VIA GLI UFFICI. La rivoluzione, già partita con l’apertura dei chiostri al pubblico (e l’eliminazione dei metal detector), comincia dal piano terra. L’anagrafe sarà spostata con tutta probabilità al Parterre, che, nelle intenzioni del sindaco, dovrebbe diventare una sorta di palazzo di vetro per gli uffici amministrativi. Al suo posto arriveranno caffetteria (si affaccerà sul cortile interno di via dei Gondi), asilo nido per i dipendenti comunali e il pezzo forte della “collezione”: il foyer del teatro romano.

DAI ROMANI AL CONTEMPORANEO. L’idea dell’assessore alla cultura Giuliano Da Empoli è quella di collegare in un unico percorso museale tutti i livelli del Palazzo, in una sorta di viaggio dalle origini romane (sotterranei), fino all’arte contemporanea (terzo piano). Per fare ciò dovranno essere sfrattati o spostati un bel po’ di uffici.

da_empoliFUORI ANCHE GLI ASSESSORI. Lasceranno il palazzo anche alcuni assessorati, tra cui quello dello stesso Da Empoli. “Per il momento prenderò un ufficetto alle Murate – dichiara l’assessore – ma stiamo studiando diverse destinazioni”. Destinati ad essere spostati anche gli uffici di Cristina Giachi, assessore all’università e politiche giovanili, e del presidente del consiglio comunale Eugenio Giani. Il terzo piano sarà sgombrato anche dagli uffici di gruppi e commissioni, che troveranno spazio una scala più sotto.

SALE RIAPERTE. Prevista anche la riapertura di sale ad oggi chiuse al pubblico e l’ampliamento complessivo dello spazio destinato a museo: 2mila mq in più rispetto alla superficie attuale. Che verranno sfruttati anche per mostre temporanee, magari pescando dai famosi depositi mai visti di Palazzo Vecchio.

COSTI. Costo dell’operazione: oltre 2 milioni di euro. Metà sarà finanziata in 3 anni (la prima tranche è arrivata l’anno scorso) dal Monte dei Paschi di Siena, il restante milione di euro lo dovrà mettere il Comune, a meno che non trovi altri sponsor.

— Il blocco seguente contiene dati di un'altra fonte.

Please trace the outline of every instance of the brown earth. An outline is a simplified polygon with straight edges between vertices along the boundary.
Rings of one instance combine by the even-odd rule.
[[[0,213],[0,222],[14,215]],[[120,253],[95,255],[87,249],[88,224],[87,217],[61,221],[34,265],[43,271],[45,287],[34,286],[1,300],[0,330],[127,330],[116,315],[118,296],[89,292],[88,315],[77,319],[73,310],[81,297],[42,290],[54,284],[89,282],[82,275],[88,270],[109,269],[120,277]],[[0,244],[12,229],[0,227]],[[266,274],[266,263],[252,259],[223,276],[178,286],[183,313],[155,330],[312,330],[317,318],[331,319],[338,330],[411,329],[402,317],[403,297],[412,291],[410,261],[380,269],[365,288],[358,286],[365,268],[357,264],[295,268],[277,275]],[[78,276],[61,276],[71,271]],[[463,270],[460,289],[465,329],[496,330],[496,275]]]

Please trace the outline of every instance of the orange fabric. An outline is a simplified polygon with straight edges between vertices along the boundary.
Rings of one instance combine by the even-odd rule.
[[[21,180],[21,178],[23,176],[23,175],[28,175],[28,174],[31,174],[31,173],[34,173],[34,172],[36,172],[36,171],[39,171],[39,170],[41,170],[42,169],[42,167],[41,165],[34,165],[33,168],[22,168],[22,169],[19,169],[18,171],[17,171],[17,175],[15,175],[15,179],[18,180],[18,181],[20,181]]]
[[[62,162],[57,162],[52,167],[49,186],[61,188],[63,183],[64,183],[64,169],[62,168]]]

TEMPI. Alcune opere preliminari sono già state fatte, il grosso del lavoro avverrà l’anno prossimo. Secondo i piani dell’amministrazione il percorso sarà completato entro il 2014, data di scadenza della giunta Renzi.

PERMESSI. Piccolo dettaglio: il progetto esecutivo esiste al momento solo per 2 dei 6 progetti che coinvolgeranno l’intero Palazzo. E il benestare della Soprintendenza c’è solo per questi 2 progetti. “L’unico punto su cui potremmo incontrare dei problemi – chiarisce Da Empoli – è la scala per accedere agli scavi archeologici”. Il che non è poco.